Job hopping e mismatch: il dinamismo del mercato del lavoro porta nuovi rischi
Un nuovo fenomeno che si sta registrando nel mondo del lavoro, partito dagli Stati Uniti e approdato sul mercato italiano, è quello del job hopping, letteralmente “saltare da un lavoro a un altro”.
di Pietro Novelli*
3' di lettura
Un nuovo fenomeno che si sta registrando nel mondo del lavoro, partito dagli Stati Uniti e approdato sul mercato italiano, è quello del job hopping, letteralmente “saltare da un lavoro a un altro”. Questo pattern vede una maggiore diffusione tra i millennial, in particolare tra le figure professionali più ricercate nel mercato del lavoro, come quelle nell'ambito IT e digital. Il concetto del posto fisso affonda ormai le sue fondamenta sulle sabbie mobili: i lavoratori nati tra gli anni Ottanta e Novanta, che oggi impiegano le proprie competenze in settori caratterizzati da un'elevata richiesta di professionisti qualificati, hanno una forte propensione a passare da un lavoro a un altro ogni due anni. Le ragioni di questo cambio generazionale nel rapporto con il lavoro sono molteplici e hanno a che vedere con trasformazioni di tipo sociale e culturale, oltre che economico.

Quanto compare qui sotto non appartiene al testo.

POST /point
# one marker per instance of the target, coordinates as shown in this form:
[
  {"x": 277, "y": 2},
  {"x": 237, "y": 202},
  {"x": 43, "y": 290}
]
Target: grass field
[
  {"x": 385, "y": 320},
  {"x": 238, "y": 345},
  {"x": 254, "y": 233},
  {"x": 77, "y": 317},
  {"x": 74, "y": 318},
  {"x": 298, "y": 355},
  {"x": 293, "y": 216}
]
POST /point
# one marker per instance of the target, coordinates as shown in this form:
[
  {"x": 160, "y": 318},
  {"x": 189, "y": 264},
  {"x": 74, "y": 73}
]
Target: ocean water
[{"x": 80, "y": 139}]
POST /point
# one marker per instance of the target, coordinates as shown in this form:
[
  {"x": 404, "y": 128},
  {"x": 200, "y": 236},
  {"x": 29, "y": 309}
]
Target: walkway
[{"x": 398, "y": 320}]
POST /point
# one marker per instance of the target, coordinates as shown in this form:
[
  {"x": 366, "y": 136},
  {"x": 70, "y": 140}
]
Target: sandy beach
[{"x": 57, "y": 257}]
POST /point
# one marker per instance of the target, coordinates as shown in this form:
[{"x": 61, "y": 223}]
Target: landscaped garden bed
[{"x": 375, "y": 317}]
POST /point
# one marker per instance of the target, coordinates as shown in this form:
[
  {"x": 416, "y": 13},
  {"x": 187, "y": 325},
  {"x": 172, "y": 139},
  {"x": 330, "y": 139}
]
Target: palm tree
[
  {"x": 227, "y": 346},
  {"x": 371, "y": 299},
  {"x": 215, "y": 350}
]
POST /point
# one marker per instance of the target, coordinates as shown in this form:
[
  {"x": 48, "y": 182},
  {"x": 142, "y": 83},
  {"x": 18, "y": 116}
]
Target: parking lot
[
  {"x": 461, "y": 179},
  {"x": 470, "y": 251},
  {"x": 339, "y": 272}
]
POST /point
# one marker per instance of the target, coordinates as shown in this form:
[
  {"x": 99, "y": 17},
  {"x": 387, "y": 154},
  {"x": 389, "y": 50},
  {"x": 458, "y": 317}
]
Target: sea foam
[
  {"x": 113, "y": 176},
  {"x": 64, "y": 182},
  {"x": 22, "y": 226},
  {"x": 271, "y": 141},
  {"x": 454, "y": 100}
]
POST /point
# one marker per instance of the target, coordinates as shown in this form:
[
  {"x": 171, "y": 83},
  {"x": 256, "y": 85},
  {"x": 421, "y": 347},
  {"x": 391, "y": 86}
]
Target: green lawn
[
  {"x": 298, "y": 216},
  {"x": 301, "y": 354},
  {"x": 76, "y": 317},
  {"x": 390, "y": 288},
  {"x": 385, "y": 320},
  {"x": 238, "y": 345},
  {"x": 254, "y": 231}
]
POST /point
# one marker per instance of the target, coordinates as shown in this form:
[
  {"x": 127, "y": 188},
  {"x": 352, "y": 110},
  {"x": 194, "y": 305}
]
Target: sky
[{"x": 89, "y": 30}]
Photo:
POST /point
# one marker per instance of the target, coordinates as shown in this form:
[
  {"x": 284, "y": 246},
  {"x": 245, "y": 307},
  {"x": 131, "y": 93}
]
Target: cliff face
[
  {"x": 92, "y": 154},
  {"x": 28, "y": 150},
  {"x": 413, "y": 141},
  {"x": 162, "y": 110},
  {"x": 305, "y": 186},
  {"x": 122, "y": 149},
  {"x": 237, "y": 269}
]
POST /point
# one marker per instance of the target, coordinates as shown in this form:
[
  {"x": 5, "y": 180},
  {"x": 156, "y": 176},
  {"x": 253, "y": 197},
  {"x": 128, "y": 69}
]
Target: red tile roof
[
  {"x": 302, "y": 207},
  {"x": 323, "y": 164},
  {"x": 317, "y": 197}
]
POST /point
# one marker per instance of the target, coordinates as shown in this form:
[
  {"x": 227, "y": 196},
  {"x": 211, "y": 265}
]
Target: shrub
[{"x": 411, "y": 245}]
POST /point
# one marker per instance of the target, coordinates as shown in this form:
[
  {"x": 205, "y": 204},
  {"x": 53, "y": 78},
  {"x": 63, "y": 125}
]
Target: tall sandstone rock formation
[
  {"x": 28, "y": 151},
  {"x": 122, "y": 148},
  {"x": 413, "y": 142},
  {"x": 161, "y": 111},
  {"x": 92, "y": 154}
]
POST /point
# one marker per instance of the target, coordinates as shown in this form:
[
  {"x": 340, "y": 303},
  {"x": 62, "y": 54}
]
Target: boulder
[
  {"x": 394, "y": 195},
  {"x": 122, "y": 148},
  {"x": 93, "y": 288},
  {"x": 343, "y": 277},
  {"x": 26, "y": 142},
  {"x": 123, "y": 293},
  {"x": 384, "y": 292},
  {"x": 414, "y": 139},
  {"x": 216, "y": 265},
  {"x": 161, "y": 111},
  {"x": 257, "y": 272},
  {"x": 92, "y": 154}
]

Il job hopping è in crescita in Italia: Anpal Servizi ha analizzato il numero di professionisti dimessisi due o più volte nell'arco di 24 mesi. Se il fenomeno riguardava circa 2 milioni e 350mila italiani nel biennio 2015-16, il dato è cresciuto di circa il 20%, con quasi 3 milioni di italiani che hanno rassegnato le proprie dimissioni più di una volta nello stesso lasso di tempo, nel biennio 2020-21.
I principali motivi per un cambio frequente del posto di lavoro toccano diversi aspetti dell'esperienza lavorativa. C'è la ricerca di nuovi stimoli progettuali e di sviluppo: un aspetto cruciale nelle professioni digitali e tecnologiche, dove i professionisti cercano aggiornamenti continui su quelli che sono framework tecnologici in costante evoluzione. Ma - e su questo punto si intercetta un movente comune al fenomeno delle Great Resignation, le dimissioni di massa che dal 2018 a oggi sono cresciute di circa il 65% e che a loro volta sono un indice di forte dinamismo del mercato del lavoro - un'altra ragione di primaria importanza è la ricerca di un miglior work-life balance: il lavoro si va ridefinendo come una parte importante, ma non totalizzante, della vita. Infine, non è da trascurare la volontà di migliorare il proprio pacchetto retributivo: un cambio di lavoro, infatti, comporta in media un aumento del 15-20% del proprio salario.
Ma se da una parte i lavoratori passano da un posto all'altro, dall'altra le aziende incontrano sempre maggiori difficoltà nel reperire candidati. Dai report annuali del Sistema Informativo Excelsior, elaborato da Unioncamere in collaborazione con Anpal, si evince una forte crescita del numero di posizioni che restano scoperte a lungo, per via di mancanza di lavoratori preparati o di candidature. Da una percentuale del 21% nel 2017, infatti, si è arrivati oggi al 45.6% delle posizioni non ricoperte con successo. Percorsi formativi scolastici e universitari inadeguati rispetto alle richieste del mercato del lavoro, insieme al cambio demografico - con i Baby Boomers in via di pensionamento e meno lavoratori delle nuove generazioni che fanno il loro ingresso nel mercato - rappresentano i motivi principali di questo crescente mismatch, che ha impatti diretti sulla produttività e competitività delle aziende italiane.
Professionisti e aziende, in conclusione, non riescono a incontrarsi con reciproca soddisfazione. Per risolvere questo problema, che rischia di compromettere entrambe le parti, bisogna pensare a livello macro. L'attuazione di politiche di attrazione di professionisti dall'estero - sul modello della Germania, che ha saputo vedere il valore dell'accoglienza di lavoratori stranieri come, per esempio, nel caso dei rifugiati siriani, ma che si impegna attivamente anche nell'attrarre talenti - potrebbe contribuire a colmare il gap di competenze. Allo stesso tempo, è necessario anche favorire il rientro dei talenti italiani usciti dal paese, facendo leva sui forti incentivi fiscali che, tra l'altro, sono già attivi da diversi anni. Infine, è ormai prioritario l'allineamento dei percorsi formativi - scolastici, universitari e professionalizzanti - rispetto alle nuove esigenze del mercato del lavoro, caratterizzate da un dinamismo senza precedenti.